Alfa Romeo 145 1.4 TS vs Audi A3 1.6 2

Notre rouge quotidien

Dans la catégorie compacte, la plus petite Audi rencontre la concurrence d’Alfa : le modèle d’entrée de gamme de l’Alfa 145 avec son nouveau moteur 1,4 litre à double allumage et 103 ch peut-il résister à l’Audi A3 avec son moteur 1,6 litre de 101 ch ? Comparaison des modèles d’entrée de gamme.
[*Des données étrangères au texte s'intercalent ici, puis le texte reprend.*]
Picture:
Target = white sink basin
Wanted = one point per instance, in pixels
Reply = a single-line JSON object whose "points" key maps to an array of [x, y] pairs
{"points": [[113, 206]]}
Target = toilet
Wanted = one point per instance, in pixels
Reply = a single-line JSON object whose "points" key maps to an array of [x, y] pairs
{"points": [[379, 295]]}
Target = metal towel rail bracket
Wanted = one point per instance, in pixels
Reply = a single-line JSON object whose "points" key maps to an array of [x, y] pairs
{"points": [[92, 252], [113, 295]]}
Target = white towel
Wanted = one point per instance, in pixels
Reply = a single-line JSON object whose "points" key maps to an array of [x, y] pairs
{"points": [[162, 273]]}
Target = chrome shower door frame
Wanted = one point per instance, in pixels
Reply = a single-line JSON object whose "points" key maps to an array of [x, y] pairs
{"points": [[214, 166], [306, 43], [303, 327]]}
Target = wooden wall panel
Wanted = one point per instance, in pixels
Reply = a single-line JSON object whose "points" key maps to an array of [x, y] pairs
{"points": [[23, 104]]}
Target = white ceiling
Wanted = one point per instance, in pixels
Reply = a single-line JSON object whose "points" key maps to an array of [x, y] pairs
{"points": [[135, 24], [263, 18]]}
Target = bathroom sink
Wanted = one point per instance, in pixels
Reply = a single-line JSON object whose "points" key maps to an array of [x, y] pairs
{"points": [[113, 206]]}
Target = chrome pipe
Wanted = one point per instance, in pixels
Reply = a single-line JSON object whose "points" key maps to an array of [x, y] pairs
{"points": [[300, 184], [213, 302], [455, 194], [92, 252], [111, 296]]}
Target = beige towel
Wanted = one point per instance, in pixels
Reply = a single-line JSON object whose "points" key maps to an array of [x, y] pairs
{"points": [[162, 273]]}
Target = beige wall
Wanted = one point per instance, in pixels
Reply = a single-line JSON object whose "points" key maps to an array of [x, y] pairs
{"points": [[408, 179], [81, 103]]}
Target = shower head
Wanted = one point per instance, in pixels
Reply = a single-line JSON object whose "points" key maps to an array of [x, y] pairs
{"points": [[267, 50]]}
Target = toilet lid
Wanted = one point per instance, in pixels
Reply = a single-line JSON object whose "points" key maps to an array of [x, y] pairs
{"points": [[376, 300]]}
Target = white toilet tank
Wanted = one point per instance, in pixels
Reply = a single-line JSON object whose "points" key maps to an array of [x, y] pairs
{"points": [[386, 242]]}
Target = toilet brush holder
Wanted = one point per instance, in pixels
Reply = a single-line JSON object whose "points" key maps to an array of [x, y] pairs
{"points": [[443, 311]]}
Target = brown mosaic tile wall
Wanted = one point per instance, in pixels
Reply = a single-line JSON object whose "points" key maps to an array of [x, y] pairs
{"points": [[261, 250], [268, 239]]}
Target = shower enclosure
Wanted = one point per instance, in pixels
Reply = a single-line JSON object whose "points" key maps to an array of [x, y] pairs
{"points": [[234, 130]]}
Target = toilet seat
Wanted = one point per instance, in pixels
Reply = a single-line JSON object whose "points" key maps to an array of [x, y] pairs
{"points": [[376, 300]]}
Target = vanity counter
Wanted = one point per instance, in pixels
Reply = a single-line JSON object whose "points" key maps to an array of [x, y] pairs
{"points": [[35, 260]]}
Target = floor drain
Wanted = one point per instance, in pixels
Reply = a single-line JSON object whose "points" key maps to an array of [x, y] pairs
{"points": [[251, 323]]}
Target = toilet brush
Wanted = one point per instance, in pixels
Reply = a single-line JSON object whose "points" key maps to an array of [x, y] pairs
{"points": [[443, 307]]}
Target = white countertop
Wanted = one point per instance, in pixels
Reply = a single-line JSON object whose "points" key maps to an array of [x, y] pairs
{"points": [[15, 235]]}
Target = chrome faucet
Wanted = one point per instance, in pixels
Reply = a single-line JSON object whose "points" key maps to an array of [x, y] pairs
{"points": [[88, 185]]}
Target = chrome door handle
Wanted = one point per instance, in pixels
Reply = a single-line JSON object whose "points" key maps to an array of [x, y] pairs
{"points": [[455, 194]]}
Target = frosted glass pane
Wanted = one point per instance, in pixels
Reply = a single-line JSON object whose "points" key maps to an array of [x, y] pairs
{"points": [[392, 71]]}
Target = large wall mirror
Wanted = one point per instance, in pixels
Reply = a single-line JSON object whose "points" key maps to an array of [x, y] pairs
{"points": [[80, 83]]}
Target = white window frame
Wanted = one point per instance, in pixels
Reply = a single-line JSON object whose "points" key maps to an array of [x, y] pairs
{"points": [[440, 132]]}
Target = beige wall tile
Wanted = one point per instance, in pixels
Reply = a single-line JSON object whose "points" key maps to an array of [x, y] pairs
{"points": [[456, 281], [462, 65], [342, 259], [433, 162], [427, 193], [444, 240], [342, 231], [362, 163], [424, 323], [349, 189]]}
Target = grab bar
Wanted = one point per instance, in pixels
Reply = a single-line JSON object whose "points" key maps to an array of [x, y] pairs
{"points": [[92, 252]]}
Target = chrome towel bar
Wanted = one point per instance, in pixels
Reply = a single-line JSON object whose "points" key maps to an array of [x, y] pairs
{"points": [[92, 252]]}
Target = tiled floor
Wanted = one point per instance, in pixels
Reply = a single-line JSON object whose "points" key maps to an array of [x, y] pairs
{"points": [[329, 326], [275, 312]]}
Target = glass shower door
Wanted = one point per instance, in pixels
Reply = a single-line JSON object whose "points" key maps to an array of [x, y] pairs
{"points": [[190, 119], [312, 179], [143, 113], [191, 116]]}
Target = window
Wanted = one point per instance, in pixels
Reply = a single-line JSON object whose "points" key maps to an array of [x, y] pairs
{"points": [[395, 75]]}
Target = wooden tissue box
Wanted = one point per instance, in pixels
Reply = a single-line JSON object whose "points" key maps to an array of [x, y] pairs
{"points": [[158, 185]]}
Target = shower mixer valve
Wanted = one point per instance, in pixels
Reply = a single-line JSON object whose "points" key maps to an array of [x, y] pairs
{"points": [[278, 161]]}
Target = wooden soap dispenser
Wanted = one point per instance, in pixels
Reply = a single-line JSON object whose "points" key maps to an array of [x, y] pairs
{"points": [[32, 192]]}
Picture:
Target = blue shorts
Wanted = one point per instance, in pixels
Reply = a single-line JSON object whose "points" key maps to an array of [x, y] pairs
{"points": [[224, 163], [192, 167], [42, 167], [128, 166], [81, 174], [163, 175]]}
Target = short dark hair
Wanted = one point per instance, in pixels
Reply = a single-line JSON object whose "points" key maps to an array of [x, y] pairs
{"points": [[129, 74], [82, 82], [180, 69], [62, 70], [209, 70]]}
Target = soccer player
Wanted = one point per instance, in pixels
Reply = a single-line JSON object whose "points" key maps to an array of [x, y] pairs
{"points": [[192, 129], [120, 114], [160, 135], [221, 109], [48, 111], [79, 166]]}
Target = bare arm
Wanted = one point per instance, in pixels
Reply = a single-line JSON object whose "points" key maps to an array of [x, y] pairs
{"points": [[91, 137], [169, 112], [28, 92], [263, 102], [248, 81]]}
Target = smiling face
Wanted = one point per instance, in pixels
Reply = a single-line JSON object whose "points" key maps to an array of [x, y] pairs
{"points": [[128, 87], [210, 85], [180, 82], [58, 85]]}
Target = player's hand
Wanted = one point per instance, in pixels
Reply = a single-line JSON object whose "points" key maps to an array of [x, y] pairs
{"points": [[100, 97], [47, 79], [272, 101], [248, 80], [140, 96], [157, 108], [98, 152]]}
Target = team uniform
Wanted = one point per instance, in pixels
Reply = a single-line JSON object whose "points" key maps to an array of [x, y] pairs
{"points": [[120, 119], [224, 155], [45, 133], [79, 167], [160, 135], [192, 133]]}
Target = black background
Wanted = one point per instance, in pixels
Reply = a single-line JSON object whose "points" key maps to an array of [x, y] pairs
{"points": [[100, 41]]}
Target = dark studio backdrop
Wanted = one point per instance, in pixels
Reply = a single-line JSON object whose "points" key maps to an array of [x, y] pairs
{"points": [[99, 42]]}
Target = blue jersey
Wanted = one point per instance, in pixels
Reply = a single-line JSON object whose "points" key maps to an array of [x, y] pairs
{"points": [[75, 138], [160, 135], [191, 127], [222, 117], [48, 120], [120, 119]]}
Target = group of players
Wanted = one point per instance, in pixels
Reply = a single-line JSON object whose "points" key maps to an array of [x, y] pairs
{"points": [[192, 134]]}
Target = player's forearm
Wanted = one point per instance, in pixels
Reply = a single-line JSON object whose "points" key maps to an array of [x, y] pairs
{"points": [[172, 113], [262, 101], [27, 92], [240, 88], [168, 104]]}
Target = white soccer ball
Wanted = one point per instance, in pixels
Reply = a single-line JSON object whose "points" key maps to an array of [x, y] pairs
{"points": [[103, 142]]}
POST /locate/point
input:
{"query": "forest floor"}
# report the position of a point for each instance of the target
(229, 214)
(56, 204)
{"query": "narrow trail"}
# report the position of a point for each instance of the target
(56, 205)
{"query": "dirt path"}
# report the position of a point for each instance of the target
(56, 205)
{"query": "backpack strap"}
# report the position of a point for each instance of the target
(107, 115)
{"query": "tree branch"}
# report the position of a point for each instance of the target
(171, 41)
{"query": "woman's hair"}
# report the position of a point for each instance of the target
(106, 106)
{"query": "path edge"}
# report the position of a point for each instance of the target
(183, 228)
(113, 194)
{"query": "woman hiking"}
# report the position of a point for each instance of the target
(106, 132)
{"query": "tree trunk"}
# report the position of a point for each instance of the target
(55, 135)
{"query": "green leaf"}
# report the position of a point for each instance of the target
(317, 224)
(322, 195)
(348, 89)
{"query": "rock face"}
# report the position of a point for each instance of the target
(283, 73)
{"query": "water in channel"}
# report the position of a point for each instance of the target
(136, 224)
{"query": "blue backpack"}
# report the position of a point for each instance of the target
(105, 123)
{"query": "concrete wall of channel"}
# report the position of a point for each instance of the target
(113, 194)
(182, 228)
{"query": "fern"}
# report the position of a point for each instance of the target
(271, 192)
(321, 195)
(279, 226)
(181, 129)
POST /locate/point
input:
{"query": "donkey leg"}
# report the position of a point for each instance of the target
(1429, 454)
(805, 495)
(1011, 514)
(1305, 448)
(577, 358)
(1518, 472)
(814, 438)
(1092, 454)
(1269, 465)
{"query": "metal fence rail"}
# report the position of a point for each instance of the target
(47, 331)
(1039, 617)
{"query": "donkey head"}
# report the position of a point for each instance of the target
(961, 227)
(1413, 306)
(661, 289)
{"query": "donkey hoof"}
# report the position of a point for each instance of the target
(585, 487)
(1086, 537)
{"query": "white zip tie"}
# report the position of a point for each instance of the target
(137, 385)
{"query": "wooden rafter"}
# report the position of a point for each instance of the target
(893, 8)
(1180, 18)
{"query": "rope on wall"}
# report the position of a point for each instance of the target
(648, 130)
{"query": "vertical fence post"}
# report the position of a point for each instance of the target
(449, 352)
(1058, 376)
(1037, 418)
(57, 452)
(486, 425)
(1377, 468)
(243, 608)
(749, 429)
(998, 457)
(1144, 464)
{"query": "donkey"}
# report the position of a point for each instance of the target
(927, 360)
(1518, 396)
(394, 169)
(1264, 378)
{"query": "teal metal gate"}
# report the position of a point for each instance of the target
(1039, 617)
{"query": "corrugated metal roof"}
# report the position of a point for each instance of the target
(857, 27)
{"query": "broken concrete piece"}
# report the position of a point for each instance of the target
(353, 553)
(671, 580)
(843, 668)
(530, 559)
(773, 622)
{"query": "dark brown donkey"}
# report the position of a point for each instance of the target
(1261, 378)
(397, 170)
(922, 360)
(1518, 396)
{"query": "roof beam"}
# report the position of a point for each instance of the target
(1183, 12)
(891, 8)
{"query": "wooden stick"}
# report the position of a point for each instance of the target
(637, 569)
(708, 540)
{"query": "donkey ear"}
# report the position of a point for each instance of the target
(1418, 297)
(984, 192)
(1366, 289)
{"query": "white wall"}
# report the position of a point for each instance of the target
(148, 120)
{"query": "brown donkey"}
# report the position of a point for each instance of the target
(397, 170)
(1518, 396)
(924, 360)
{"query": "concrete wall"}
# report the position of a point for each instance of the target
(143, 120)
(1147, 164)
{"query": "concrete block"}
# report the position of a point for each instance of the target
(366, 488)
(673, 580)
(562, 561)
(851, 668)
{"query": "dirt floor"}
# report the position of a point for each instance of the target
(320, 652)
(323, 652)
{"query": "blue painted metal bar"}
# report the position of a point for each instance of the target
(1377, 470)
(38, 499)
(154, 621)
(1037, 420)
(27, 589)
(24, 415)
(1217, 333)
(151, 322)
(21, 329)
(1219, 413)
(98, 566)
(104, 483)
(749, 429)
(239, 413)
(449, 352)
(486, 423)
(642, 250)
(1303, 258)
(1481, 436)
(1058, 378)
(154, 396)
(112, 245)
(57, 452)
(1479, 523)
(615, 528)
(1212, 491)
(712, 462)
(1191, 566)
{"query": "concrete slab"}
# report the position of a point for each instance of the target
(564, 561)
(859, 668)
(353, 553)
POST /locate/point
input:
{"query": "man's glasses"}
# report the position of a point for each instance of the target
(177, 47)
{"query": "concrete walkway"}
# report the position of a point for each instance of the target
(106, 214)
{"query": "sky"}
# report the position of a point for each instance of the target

Les deux premiers constructeurs automobiles européens, au moins par ordre alphabétique, se battent ensemble pour de nouvelles niches sur le marché et s’attaquent à la Golf Class avec une centaine de modèles de 100 ch qui sont sur la liste à des prix d’environ 30.000 marks. Avec une ambition de 32 900 Marks, Audi présente un modèle à deux portes avec un impact luxueux sur les roues, basé sur le même plancher que la future Golf IV. Le moteur 1,6 litre de 101 ch, basé en principe sur le moteur à deux soupapes du modèle 827 de VW, qui a fait ses preuves des millions de fois en 20 ans, est environ 5000 Marks plus cher que la version L, mais à l’exception des jantes en aluminium standard, il n’est pas mieux équipé.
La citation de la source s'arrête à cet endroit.